Aan het begin van de jaren ‘60 wilde David Brown, die toen aan het hoofd stond van Aston Martin, het merk Lagonda, waarvan hij ook eigenaar was, nieuw leven inblazen. Tegelijkertijd wilde hij zijn gamma ook uitbreiden met een vierdeurs model dat meer op gezinnen gericht was en luxueuzer voor de dag kwam dan de DB4 die het merk op dat moment aanbood… De naam voor het model stond al vast: Rapide, zoals bij de majestueuze Lagonda’s uit de jaren ‘30... 

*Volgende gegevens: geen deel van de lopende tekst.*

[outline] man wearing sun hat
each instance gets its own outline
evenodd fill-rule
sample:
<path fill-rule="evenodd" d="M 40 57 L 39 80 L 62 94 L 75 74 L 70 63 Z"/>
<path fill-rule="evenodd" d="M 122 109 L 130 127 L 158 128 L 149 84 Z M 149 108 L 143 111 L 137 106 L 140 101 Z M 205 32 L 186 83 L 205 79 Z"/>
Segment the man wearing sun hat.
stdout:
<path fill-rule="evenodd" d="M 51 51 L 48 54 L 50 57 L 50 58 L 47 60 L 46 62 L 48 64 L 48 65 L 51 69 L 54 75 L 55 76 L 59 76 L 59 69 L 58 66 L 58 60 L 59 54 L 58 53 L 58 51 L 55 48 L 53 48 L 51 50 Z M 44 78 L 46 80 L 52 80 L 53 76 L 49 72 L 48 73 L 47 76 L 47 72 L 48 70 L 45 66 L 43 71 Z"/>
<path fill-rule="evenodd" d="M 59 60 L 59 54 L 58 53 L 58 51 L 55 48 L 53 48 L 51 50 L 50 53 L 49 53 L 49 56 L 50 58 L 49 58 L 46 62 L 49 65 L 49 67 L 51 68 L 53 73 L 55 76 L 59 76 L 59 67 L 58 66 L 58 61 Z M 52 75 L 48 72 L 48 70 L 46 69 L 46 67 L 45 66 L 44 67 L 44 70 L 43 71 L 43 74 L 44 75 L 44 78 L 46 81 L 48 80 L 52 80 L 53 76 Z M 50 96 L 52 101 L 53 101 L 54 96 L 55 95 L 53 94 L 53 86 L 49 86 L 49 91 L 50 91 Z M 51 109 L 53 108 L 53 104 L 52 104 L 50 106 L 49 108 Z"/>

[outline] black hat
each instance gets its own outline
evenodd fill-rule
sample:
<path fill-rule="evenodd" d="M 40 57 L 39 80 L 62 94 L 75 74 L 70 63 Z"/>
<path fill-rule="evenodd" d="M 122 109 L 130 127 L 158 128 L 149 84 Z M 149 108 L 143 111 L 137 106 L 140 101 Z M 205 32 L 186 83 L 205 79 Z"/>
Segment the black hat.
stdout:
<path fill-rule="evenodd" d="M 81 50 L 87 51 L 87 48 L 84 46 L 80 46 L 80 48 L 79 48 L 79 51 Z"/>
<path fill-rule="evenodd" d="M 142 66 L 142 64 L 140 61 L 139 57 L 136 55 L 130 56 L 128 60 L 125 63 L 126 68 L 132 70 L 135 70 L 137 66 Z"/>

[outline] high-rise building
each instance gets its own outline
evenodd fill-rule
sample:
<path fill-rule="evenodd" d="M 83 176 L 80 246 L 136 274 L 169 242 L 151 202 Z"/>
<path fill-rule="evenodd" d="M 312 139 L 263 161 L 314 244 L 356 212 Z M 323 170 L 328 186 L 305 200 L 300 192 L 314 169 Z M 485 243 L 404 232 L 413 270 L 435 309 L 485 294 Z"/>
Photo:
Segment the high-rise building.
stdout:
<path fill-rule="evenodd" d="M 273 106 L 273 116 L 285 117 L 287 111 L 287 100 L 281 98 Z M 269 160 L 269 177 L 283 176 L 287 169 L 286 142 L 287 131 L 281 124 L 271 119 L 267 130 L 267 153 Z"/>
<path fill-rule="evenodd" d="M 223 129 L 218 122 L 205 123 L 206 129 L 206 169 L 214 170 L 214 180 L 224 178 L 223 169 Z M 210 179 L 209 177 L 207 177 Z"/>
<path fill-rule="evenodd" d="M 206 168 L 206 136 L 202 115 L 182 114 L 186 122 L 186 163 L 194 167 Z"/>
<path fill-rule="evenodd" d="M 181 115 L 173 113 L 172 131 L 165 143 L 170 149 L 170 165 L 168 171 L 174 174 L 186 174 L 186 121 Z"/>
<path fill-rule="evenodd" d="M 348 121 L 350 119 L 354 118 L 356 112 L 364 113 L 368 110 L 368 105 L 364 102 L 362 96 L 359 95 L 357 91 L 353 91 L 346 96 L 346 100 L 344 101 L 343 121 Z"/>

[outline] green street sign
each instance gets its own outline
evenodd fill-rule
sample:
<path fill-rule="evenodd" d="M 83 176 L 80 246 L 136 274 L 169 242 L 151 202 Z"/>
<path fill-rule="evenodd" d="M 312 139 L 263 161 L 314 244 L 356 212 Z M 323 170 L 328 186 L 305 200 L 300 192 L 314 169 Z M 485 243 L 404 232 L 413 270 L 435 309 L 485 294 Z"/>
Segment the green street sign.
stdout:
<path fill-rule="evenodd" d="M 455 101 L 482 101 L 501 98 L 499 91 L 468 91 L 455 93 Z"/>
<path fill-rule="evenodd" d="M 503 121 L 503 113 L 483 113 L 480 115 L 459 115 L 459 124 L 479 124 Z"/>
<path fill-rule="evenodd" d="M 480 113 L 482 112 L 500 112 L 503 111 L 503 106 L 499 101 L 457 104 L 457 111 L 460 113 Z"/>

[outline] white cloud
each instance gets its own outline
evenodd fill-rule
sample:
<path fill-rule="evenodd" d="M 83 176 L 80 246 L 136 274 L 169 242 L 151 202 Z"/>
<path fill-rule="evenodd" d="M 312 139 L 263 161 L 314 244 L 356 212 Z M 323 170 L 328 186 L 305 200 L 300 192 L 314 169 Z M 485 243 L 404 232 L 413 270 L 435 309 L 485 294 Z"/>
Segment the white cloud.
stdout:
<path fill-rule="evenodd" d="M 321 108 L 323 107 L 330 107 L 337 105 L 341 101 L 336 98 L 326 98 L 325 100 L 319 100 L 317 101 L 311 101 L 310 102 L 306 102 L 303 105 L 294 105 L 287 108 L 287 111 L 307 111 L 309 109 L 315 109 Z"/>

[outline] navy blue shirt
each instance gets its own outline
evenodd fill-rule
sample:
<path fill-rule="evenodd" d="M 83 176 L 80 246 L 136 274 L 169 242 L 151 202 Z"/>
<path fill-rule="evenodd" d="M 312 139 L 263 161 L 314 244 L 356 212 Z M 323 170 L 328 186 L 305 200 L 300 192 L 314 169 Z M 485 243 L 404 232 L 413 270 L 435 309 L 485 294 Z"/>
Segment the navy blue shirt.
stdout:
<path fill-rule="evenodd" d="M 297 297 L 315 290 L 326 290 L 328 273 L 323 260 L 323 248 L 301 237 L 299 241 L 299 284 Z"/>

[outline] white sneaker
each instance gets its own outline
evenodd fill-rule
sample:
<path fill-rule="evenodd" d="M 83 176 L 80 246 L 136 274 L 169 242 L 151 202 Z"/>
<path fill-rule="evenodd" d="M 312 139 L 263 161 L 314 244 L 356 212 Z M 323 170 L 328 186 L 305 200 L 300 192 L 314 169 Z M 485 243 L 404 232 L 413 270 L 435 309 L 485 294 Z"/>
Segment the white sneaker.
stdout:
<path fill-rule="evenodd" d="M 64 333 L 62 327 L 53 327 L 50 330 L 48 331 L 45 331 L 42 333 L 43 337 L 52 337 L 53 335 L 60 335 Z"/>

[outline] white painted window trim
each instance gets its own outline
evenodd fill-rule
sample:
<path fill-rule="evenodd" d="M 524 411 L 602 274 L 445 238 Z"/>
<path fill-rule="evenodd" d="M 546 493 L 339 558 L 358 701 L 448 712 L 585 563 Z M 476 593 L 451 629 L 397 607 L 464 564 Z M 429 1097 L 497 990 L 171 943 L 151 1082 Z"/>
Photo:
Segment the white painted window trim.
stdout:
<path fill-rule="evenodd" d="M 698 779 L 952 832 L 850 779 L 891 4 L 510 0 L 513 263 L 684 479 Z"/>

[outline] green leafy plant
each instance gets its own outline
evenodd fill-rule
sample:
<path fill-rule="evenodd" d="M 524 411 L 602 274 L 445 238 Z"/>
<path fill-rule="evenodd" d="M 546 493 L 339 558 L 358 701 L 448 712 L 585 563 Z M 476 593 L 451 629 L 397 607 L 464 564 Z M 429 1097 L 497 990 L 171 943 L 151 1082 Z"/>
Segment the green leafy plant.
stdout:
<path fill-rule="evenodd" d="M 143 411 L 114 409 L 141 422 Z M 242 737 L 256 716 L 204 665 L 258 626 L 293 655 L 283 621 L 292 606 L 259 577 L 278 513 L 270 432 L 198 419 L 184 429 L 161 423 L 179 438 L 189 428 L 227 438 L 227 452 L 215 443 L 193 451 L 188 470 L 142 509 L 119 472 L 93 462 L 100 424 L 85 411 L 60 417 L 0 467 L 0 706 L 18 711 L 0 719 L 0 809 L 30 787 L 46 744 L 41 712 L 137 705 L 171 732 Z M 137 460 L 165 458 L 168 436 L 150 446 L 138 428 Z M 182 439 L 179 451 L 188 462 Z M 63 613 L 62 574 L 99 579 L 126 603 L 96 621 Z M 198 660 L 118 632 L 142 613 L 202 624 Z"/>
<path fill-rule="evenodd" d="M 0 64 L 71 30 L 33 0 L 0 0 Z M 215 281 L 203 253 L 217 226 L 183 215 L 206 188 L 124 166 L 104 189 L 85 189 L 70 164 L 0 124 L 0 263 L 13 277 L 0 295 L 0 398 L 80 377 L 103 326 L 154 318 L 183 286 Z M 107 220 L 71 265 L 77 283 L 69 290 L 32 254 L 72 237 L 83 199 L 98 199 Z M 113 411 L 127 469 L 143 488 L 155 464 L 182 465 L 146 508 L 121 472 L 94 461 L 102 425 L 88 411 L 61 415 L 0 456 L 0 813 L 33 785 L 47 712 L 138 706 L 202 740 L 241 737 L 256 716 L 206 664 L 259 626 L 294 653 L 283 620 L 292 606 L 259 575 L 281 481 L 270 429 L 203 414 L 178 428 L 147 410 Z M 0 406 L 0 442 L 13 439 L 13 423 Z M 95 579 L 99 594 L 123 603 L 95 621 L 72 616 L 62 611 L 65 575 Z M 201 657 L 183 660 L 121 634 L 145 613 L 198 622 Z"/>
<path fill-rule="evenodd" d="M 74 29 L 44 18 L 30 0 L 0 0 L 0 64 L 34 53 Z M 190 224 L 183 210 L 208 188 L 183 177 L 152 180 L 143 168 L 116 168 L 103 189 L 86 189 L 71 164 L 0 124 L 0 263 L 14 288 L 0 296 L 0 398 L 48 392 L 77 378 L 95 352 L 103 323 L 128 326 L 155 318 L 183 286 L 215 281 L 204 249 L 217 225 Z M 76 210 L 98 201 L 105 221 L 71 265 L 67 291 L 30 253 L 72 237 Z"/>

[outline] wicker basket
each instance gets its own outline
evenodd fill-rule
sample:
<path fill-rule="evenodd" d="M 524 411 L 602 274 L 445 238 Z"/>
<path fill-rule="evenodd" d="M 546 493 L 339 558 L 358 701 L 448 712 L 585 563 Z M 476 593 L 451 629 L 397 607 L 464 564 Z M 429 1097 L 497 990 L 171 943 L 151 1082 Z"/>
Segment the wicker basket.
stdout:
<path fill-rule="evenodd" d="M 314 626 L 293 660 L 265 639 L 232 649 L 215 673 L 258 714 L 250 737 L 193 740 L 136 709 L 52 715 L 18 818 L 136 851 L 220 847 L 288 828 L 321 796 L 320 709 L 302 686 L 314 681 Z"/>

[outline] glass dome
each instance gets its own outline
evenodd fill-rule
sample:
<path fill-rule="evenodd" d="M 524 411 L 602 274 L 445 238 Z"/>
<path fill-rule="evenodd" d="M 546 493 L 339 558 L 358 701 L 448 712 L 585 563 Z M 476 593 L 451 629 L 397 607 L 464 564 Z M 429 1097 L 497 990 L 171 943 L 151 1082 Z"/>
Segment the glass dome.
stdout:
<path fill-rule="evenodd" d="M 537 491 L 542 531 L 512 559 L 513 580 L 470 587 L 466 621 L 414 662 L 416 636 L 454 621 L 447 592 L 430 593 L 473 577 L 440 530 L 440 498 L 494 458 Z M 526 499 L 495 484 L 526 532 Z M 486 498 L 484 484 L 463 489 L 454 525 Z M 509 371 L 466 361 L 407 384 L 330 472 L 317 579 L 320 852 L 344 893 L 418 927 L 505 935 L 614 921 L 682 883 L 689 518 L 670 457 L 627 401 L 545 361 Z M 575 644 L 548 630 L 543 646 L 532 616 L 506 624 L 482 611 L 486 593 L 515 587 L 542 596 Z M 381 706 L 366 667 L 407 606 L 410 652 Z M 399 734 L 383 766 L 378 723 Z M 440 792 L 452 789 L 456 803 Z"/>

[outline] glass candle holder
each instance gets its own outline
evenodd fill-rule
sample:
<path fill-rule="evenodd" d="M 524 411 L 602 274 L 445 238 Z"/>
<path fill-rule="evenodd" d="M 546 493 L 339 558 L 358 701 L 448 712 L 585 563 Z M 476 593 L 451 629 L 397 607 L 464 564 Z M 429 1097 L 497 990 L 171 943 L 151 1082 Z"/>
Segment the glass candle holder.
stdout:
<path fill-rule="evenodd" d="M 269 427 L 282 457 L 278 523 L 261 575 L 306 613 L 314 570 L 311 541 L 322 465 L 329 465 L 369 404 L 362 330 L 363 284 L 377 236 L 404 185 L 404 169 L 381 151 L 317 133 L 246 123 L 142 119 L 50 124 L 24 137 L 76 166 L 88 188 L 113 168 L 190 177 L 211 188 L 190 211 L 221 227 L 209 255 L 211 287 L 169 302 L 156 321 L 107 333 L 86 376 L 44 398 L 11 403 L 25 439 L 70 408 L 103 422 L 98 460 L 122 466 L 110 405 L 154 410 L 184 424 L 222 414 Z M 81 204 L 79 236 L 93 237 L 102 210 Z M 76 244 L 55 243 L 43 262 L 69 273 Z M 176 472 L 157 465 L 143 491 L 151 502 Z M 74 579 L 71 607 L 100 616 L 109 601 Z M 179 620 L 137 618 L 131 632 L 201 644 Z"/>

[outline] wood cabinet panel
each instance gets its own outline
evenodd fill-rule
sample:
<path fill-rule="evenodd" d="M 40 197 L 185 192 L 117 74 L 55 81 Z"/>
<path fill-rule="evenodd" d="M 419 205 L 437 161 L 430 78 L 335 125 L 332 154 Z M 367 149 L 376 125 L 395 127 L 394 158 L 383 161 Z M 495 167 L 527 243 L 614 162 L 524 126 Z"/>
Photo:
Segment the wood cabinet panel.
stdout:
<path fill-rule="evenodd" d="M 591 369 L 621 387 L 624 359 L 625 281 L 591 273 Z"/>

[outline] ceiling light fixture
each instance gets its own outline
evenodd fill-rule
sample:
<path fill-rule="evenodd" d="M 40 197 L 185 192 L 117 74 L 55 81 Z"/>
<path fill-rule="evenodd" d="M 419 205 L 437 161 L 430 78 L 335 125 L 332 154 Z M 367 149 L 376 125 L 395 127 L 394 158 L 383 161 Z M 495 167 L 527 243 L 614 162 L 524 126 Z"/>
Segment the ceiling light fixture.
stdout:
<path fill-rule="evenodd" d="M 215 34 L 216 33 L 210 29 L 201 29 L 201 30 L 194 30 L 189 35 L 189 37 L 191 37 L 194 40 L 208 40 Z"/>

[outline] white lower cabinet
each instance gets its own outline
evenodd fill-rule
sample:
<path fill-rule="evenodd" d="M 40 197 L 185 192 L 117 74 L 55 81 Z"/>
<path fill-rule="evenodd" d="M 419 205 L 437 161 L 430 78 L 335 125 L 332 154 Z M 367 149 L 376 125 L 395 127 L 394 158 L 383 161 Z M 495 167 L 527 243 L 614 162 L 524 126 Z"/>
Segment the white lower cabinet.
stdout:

Je moest geen uitzonderlijke verbeelding hebben om de gelijkenissen met de DB4 te spotten: de Lagonda Rapide stond op hetzelfde onderstel en nam zo goed als ongewijzigd diens achterpartij over. Vooraan geeft de Rapide geen blijk van dezelfde finesse als zijn tweedeurs zustermodel: de 4 koplampen en het radiatorrooster doen denken aan de geflopte Ford Edsel en oogstten heel wat kritiek.

Een grommende 6-in-lijn

De techniek was bekend terrein: de zescilinder-in-lijn met dubbele nokkenas was rechtstreeks afgeleid van de DB4, maar met een cilinderinhoud die vergroot werd tot 4 liter (een evolutie die in 1963 ook terug te vinden was op de bekende DB5), en gevoed door twee Solex carburateurs. Hij moest eerder soepel zijn dan nerveus, dus zakte het vermogen tot 236 paarden. Zo goed als alle exemplaren werden uitgerust met een automatische drietraps versnellingsbak. Enkele klanten die de automaat te traag vonden, vroegen echter om een handgeschakelde versnellingsbak met 4 verhoudingen en een overdrive… die Lagonda met tegenzin leverde!

Een stevige flop!

Tijdens de 3 productiejaren werden amper… 55 exemplaren gebouwd! Een stevige flop die verklaard kan worden door zijn extravagante prijs (in die tijd 25% meer dan die van de DB4), de beperkte bruikbaarheid achteraan en de weinig geliefde neus… Bovendien zou David Brown, ondanks de astronomische prijs, aan elk verkocht exemplaar veel geld verloren hebben!

Vandaag

  • Het aantal overlevende exemplaren is uitzonderlijk: 47 Lagonda Rapide zouden nog bestaan
  • Als je geduld hebt, kan je er ondanks de zeldzaamheid toch tegenkomen in de internationale zoekertjes.
  • De prijzen variëren enorm: reken tussen de 150.000 en de 200.000 euro… wat 4 tot 5 keer minder is dan een Aston Martin DB5 die veel makkelijker te vinden is! 
  • Enkele exemplaren hebben mettertijd hun automaat ingewisseld voor een handgeschakelde versnellingsbak. Daarmee boet de originaliteit wat in voor een aangenamer gebruik. 
  • Deze auto’s kosten een fortuin om te restaureren. Ga dus voor een smetteloos exemplaar, als je genoeg geduld hebt en de nodige centen! 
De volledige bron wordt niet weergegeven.